Родной деревней Владимир считал Елатьму. Стояла она в рязанских лесах. В ней он родился двадцать шесть лет назад в семье агронома Петра Сергеевича и врача местной больницы Полины Владимировны Обуховых.
В школе, в соседнем селе Шилькове, прошли восемь лет. Тогда в рязанских лесах была у него одна дорога: Елатьма — Шильково. Зато потом дорог образовалось столько, что глаза разбежались. И все-таки Владимир увидел свою.
Да... Далеко до Елатьмы от этого убогого поселка! А название у поселка, между прочим, словно в насмешку, развеселое — Комаринский. Вряд ли свое прозвище поселок получил от известной плясовой песни, скорее всего из-за обилия лесного зверья — комаров.
Владимир даже воротник поднял и отворотами лацканов прикрыл грудь, но комары все равно победно гудели, добывали его кровь.
Это было нестерпимо, и потому, наверное, в такой прохладной чистоте представала в памяти заснеженная зимняя лесная дорога до Шилькова.
На пути по целине, прямиком через веселый лес, лежало пять километров полян, оврагов, холмов. Ежедневно, утром и вечером.
И вот дело пойдет, бывало, к весне. Утра станут пронзительно звонки и чисты. Лыжи зашипят под ногой, разламывая тонкую корочку предвесеннего наста. А сам лес, как песня. Ходит в вышине ветер, сосны гудят. Внизу синица «пенькает», пестрый дятел пускает трель. Елка, погнутая в осеннюю бурю, скрипит в лад с гудом вершин. Даже тетеря — вспугни ее — сядет на березу, закокает, и все к месту, все входит в лесную песню.
Володя, бывало, рассказывал об этом за вечерним чаем. Тогда-то и зародился великий родительский спор о Володином призвании.
Петр Сергеевич пороется на полке, сунет сыну книгу, богато украшенную цветными иллюстрациями. Леса, цветы и птицы так и пестрили перед глазами Володи.
Полина Владимировна щурилась:
— Петя, не забивай ребенку голову! Он будет артистом... Его место на сцене. И оставь, Петя, свои уроки ботаники. Это вовсе ни к чему не ведет. Довольно того, что я по твоей милости...
Тут мама резко вставала, а папа, виновато пыхтя, уносил книгу.

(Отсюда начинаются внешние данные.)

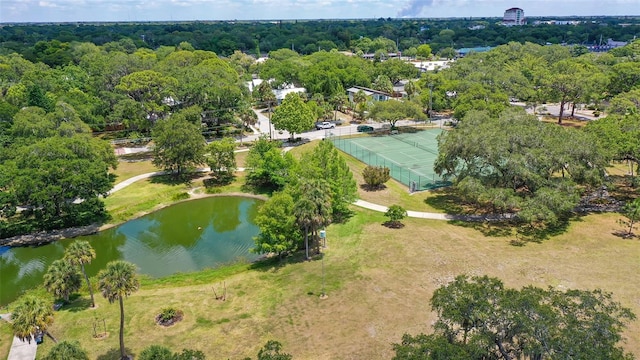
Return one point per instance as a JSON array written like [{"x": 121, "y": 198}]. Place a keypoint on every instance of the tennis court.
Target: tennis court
[{"x": 408, "y": 155}]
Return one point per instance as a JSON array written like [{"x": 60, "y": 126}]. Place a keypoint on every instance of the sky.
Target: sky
[{"x": 186, "y": 10}]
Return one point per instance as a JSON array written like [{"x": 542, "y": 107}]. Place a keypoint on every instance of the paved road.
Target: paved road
[
  {"x": 554, "y": 110},
  {"x": 20, "y": 350}
]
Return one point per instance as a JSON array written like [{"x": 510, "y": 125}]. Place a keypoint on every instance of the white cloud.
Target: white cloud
[{"x": 129, "y": 10}]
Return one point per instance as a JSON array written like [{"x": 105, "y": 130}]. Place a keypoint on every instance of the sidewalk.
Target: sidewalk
[
  {"x": 434, "y": 216},
  {"x": 20, "y": 350}
]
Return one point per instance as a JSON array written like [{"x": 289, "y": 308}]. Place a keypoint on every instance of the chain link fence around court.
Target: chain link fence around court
[{"x": 409, "y": 161}]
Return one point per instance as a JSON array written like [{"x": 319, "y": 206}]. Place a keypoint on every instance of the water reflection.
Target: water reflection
[{"x": 185, "y": 237}]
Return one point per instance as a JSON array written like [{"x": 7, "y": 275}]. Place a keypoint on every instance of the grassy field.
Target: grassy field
[
  {"x": 378, "y": 281},
  {"x": 6, "y": 337}
]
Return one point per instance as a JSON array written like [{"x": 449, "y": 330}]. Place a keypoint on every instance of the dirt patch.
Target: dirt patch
[{"x": 163, "y": 320}]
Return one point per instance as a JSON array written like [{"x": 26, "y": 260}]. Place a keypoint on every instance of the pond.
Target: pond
[{"x": 184, "y": 237}]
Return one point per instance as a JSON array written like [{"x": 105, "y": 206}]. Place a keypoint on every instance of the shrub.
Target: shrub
[
  {"x": 181, "y": 196},
  {"x": 376, "y": 176},
  {"x": 156, "y": 352},
  {"x": 395, "y": 214},
  {"x": 169, "y": 316}
]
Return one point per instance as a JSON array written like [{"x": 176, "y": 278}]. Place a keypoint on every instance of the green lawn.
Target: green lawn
[
  {"x": 378, "y": 280},
  {"x": 6, "y": 337}
]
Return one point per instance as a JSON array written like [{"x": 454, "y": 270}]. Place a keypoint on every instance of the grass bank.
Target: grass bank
[{"x": 378, "y": 280}]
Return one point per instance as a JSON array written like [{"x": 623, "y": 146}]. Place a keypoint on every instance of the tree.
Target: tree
[
  {"x": 188, "y": 354},
  {"x": 55, "y": 172},
  {"x": 117, "y": 281},
  {"x": 268, "y": 167},
  {"x": 395, "y": 213},
  {"x": 411, "y": 88},
  {"x": 150, "y": 89},
  {"x": 62, "y": 279},
  {"x": 271, "y": 351},
  {"x": 156, "y": 352},
  {"x": 396, "y": 70},
  {"x": 480, "y": 318},
  {"x": 424, "y": 51},
  {"x": 516, "y": 163},
  {"x": 31, "y": 315},
  {"x": 80, "y": 253},
  {"x": 312, "y": 209},
  {"x": 247, "y": 117},
  {"x": 566, "y": 83},
  {"x": 264, "y": 93},
  {"x": 279, "y": 232},
  {"x": 384, "y": 84},
  {"x": 292, "y": 115},
  {"x": 360, "y": 98},
  {"x": 375, "y": 176},
  {"x": 67, "y": 350},
  {"x": 326, "y": 162},
  {"x": 626, "y": 103},
  {"x": 179, "y": 145},
  {"x": 221, "y": 158},
  {"x": 393, "y": 111},
  {"x": 631, "y": 212}
]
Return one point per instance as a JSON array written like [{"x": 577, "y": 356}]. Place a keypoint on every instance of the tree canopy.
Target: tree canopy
[
  {"x": 515, "y": 163},
  {"x": 478, "y": 318},
  {"x": 393, "y": 111},
  {"x": 292, "y": 115}
]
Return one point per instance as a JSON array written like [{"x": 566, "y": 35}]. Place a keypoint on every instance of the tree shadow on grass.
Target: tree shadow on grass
[
  {"x": 114, "y": 354},
  {"x": 173, "y": 180},
  {"x": 368, "y": 188},
  {"x": 77, "y": 305},
  {"x": 447, "y": 200},
  {"x": 275, "y": 263},
  {"x": 519, "y": 234}
]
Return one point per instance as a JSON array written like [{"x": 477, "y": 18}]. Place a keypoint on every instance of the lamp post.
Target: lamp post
[
  {"x": 430, "y": 101},
  {"x": 270, "y": 132},
  {"x": 323, "y": 237}
]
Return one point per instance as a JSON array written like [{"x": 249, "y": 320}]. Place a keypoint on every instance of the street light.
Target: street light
[
  {"x": 270, "y": 132},
  {"x": 323, "y": 238},
  {"x": 430, "y": 100}
]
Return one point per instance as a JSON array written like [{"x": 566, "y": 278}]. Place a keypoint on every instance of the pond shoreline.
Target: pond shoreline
[{"x": 46, "y": 237}]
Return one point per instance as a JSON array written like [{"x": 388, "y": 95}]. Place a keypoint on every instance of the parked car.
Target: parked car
[{"x": 325, "y": 125}]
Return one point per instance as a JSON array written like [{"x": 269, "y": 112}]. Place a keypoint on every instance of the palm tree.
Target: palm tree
[
  {"x": 66, "y": 350},
  {"x": 359, "y": 98},
  {"x": 31, "y": 315},
  {"x": 116, "y": 281},
  {"x": 313, "y": 208},
  {"x": 62, "y": 279},
  {"x": 80, "y": 253},
  {"x": 303, "y": 211}
]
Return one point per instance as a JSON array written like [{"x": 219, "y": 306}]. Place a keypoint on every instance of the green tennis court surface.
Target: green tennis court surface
[{"x": 409, "y": 156}]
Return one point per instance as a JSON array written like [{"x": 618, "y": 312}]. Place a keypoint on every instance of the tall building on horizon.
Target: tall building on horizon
[{"x": 514, "y": 17}]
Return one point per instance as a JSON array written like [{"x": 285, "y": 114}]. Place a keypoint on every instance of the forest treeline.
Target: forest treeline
[
  {"x": 50, "y": 114},
  {"x": 36, "y": 42}
]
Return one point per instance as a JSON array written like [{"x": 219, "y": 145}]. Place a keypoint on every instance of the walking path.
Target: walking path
[
  {"x": 20, "y": 350},
  {"x": 360, "y": 203}
]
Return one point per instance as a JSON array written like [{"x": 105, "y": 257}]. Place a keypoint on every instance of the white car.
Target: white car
[{"x": 325, "y": 125}]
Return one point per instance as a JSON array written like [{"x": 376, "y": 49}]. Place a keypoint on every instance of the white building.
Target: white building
[{"x": 513, "y": 17}]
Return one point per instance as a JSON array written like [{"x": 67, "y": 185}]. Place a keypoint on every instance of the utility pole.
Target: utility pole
[
  {"x": 270, "y": 132},
  {"x": 430, "y": 100}
]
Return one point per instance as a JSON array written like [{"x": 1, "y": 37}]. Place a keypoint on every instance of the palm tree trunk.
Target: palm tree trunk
[
  {"x": 51, "y": 337},
  {"x": 562, "y": 103},
  {"x": 123, "y": 354},
  {"x": 306, "y": 240},
  {"x": 93, "y": 302}
]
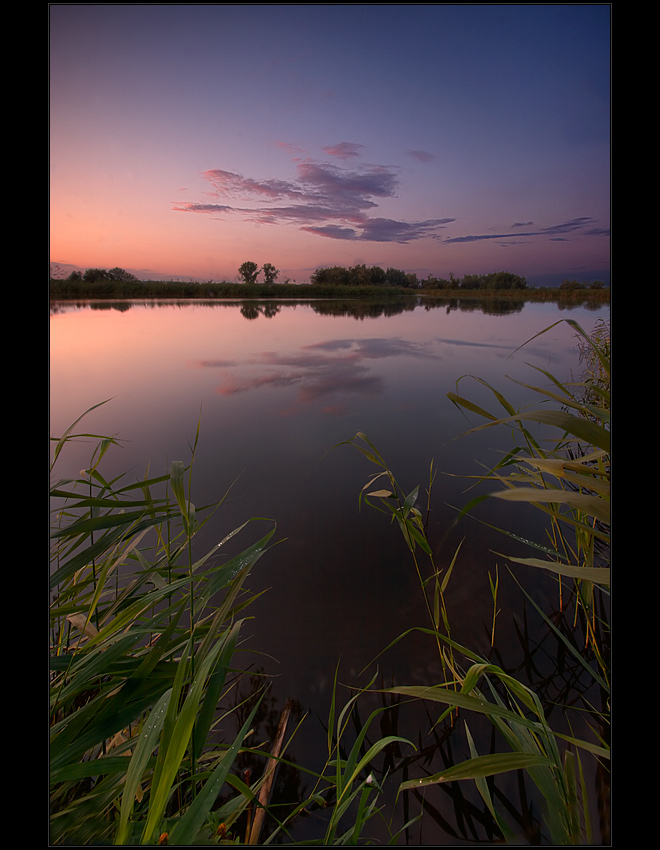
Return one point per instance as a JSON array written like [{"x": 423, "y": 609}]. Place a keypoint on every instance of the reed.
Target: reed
[
  {"x": 570, "y": 483},
  {"x": 144, "y": 644}
]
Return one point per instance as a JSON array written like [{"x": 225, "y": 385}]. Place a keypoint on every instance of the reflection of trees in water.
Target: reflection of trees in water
[
  {"x": 362, "y": 309},
  {"x": 252, "y": 309},
  {"x": 490, "y": 306}
]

Володе было жалко ярких картинок, но он сердито— по-маминому — поглядывал на отца. Конечно, Володя будет артистом! Чего же папа еще спорит, когда надо радоваться?!
Да-а... Папы давно нет. Пока он был жив, сын так и не смог поступить в музыкальное училище до окончания восьмилетки, а вернее, до отцовской смерти. Спасибо маме — устроила. Правда, поздновато, но Владимир добился своего. Вот только кругом завистники. Дорога в искусство нелегка.
Глава третья
Владимир вздрогнул: кто-то тронул его за плечо. Мелькнула мысль: «Сама вышла, Дарюш... Она всегда была понятлива...» Но тут послышался густой хрипловатый бас:
— Закурить не найдем, молодой человек?
За спиной стоял парень, высокий, угловатый, с длинными руками и тонкими, неприятно прямыми ногами. Он опирался на маленький блестящий багор с коротким ратовищем. Ноги в резиновых сапогах с такими широкими раструбами голенищ, будто он надел их специально на смех людям. Костистое большеносое лицо парня ничего не выражало, точно он и не спрашивал только что закурить, а так просто подошел да и стоит тут от нечего делать.

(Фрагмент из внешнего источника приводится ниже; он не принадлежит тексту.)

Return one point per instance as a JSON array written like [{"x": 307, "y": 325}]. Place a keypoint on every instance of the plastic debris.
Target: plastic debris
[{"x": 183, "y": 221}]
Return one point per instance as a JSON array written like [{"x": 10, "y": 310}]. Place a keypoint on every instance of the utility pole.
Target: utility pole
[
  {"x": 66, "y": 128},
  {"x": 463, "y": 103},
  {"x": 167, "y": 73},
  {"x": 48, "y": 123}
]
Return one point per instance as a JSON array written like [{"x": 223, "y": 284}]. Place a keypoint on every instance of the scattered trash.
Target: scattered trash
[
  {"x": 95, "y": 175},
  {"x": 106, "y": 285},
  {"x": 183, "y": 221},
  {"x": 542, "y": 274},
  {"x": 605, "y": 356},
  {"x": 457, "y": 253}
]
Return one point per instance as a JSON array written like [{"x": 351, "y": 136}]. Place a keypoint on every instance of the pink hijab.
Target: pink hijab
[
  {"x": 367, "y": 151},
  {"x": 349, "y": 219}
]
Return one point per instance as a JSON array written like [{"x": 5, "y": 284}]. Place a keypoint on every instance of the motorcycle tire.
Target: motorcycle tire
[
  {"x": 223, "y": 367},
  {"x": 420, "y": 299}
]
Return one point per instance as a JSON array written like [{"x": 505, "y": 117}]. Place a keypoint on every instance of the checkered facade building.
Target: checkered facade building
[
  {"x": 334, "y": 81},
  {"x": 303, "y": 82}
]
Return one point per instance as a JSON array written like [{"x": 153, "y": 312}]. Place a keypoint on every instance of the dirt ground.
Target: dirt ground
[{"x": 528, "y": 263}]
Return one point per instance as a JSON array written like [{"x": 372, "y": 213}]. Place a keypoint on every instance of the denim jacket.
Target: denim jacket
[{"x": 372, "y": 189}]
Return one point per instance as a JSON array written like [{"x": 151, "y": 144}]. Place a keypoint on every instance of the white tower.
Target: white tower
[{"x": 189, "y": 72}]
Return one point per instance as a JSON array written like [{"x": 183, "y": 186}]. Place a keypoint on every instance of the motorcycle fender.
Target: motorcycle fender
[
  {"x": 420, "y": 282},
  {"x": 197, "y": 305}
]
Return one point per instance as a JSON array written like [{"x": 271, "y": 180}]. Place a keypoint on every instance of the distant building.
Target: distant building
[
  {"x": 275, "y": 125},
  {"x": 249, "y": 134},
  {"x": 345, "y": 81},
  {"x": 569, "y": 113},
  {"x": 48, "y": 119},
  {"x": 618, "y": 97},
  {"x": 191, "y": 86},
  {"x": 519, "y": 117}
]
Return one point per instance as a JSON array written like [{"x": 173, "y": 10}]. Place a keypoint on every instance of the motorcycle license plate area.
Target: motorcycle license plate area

Пока Владимир разглядывал его, досадуя на свою ошибку, но злясь не на себя, а на Дашу, парень снова повторил вопрос своим глуховатым баском:
— Замахрить-то, говорю, не сообразим? — И добавил, как бы оправдываясь: — Гнус... проклятый одолевает бесподобно!

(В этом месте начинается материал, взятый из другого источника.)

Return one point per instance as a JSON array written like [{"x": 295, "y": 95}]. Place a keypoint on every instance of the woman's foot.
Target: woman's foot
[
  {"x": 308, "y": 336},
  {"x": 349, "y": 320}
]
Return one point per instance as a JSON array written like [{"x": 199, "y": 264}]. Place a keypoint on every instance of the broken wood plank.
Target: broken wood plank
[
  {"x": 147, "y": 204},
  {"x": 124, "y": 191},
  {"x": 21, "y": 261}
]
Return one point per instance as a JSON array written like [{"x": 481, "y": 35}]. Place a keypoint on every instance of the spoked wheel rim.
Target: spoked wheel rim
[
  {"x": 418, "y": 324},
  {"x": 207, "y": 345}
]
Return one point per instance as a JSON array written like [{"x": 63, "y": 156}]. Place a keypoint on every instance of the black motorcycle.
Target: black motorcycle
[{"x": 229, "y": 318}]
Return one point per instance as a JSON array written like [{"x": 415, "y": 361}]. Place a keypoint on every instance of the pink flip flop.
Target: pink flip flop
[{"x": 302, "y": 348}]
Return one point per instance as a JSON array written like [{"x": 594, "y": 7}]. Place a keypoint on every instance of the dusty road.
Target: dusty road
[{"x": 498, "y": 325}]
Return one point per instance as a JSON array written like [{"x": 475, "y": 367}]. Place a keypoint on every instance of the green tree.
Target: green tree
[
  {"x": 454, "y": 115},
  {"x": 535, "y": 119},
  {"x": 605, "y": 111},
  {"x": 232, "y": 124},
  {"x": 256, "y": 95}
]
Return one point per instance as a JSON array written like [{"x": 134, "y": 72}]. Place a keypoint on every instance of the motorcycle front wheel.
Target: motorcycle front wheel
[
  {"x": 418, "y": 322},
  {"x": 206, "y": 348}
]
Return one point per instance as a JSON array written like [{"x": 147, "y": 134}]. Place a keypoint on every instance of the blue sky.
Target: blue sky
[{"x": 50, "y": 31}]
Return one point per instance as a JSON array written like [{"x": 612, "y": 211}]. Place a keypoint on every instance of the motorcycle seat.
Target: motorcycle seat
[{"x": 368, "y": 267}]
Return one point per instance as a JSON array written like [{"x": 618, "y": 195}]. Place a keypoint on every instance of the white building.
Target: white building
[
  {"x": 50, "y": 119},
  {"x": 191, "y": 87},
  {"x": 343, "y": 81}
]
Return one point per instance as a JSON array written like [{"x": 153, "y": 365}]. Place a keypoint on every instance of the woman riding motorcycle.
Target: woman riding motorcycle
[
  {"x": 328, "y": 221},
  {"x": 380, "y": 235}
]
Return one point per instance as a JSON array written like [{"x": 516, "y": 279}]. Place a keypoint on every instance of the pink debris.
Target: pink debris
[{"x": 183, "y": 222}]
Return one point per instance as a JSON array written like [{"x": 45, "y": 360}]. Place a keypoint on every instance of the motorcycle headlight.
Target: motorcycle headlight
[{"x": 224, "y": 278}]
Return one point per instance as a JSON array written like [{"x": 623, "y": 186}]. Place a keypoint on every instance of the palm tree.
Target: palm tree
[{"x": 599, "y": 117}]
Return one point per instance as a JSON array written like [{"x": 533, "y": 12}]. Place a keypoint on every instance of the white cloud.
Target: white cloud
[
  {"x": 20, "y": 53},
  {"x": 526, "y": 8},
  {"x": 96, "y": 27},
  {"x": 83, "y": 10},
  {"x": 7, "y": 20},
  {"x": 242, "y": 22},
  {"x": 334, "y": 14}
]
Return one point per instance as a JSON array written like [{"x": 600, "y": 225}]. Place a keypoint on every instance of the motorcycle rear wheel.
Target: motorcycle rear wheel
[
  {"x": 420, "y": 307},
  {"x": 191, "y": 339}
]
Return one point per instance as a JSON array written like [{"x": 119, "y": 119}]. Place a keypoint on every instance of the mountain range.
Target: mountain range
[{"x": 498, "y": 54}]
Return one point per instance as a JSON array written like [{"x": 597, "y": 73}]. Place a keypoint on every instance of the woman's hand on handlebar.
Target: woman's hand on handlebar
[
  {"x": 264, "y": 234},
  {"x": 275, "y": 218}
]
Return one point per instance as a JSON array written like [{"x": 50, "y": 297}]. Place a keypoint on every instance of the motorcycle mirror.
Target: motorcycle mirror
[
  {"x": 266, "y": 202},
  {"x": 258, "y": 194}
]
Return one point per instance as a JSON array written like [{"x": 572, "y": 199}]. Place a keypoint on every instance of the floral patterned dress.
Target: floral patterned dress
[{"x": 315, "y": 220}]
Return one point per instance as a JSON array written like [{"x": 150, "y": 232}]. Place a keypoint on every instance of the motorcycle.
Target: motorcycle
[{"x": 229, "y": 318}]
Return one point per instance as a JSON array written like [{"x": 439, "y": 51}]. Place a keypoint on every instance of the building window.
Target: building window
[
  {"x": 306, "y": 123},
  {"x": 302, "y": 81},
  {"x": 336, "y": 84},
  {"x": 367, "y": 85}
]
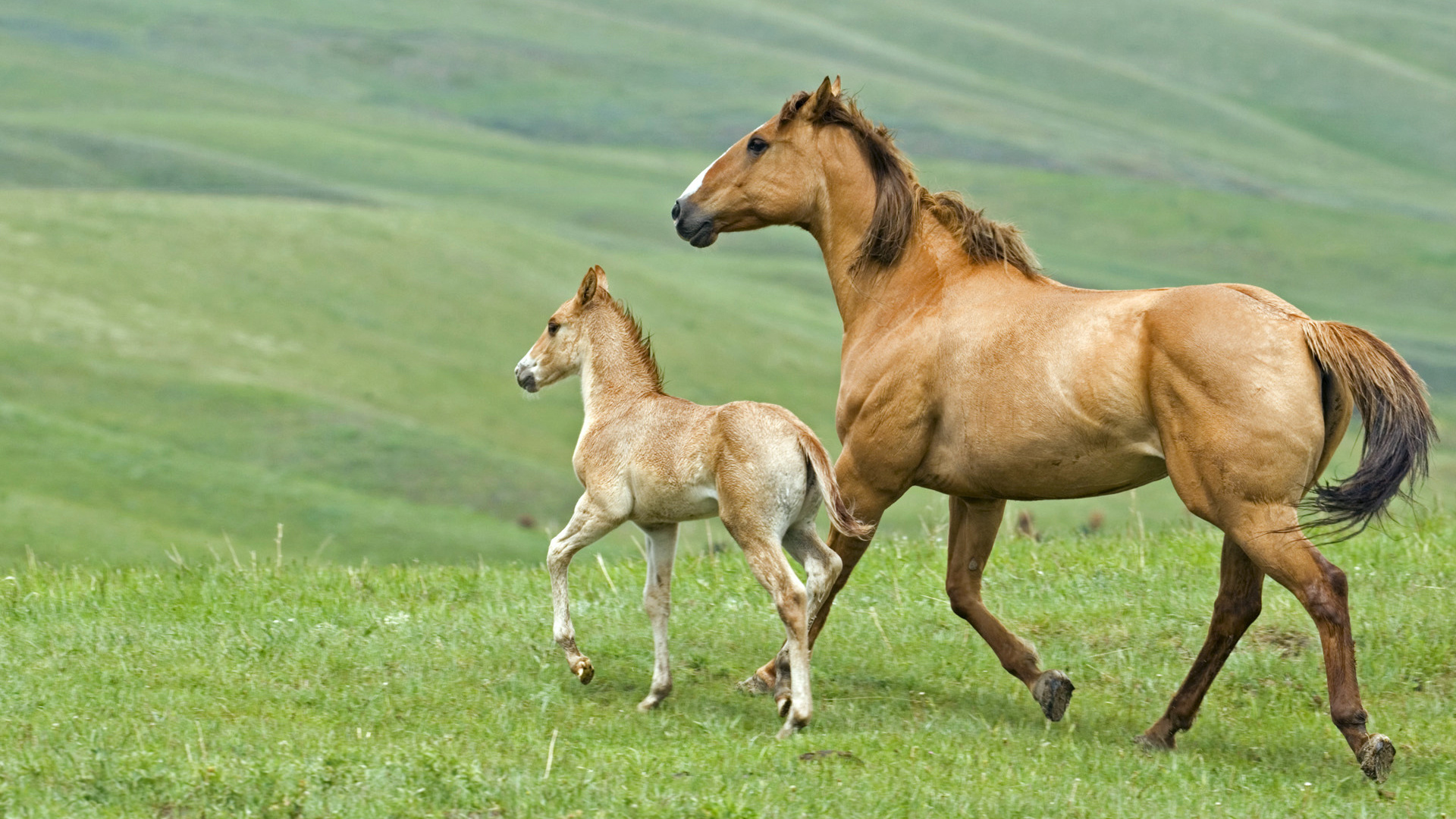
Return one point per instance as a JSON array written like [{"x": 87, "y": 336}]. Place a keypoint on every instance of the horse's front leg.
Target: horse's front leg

Признаться, Владимир даже взгрустнул при виде своего почти пустого портсигара, однако он — хотя и не без труда — поборол себя и протянул папиросы. Парень склонился и кой-как поймал красноватыми длинными пальцами папироску.
— Свои-то все уже сегодня выдымил. Гнус, — еще раз присказал он.
Владимир, сожалея, посмотрел: в портсигаре сиротливо раскатились по сторонам две последние папиросы. Парень достал спички из заднего кармана узких брюк (на нем все было тесное, узкое, точно он нарочно оделся так), закурил и с видом человека, которому давно знакомо все на этом берегу, уселся на соседний пень рядом с Владимиром. Острые колени парня поднялись едва ли не вровень с подбородком. И стало вдруг видно, что это уже не парень и не молодой, а скорее пожилой человек. Редкая, но курчавая русая бородка, как пеплом, припорошена сединой.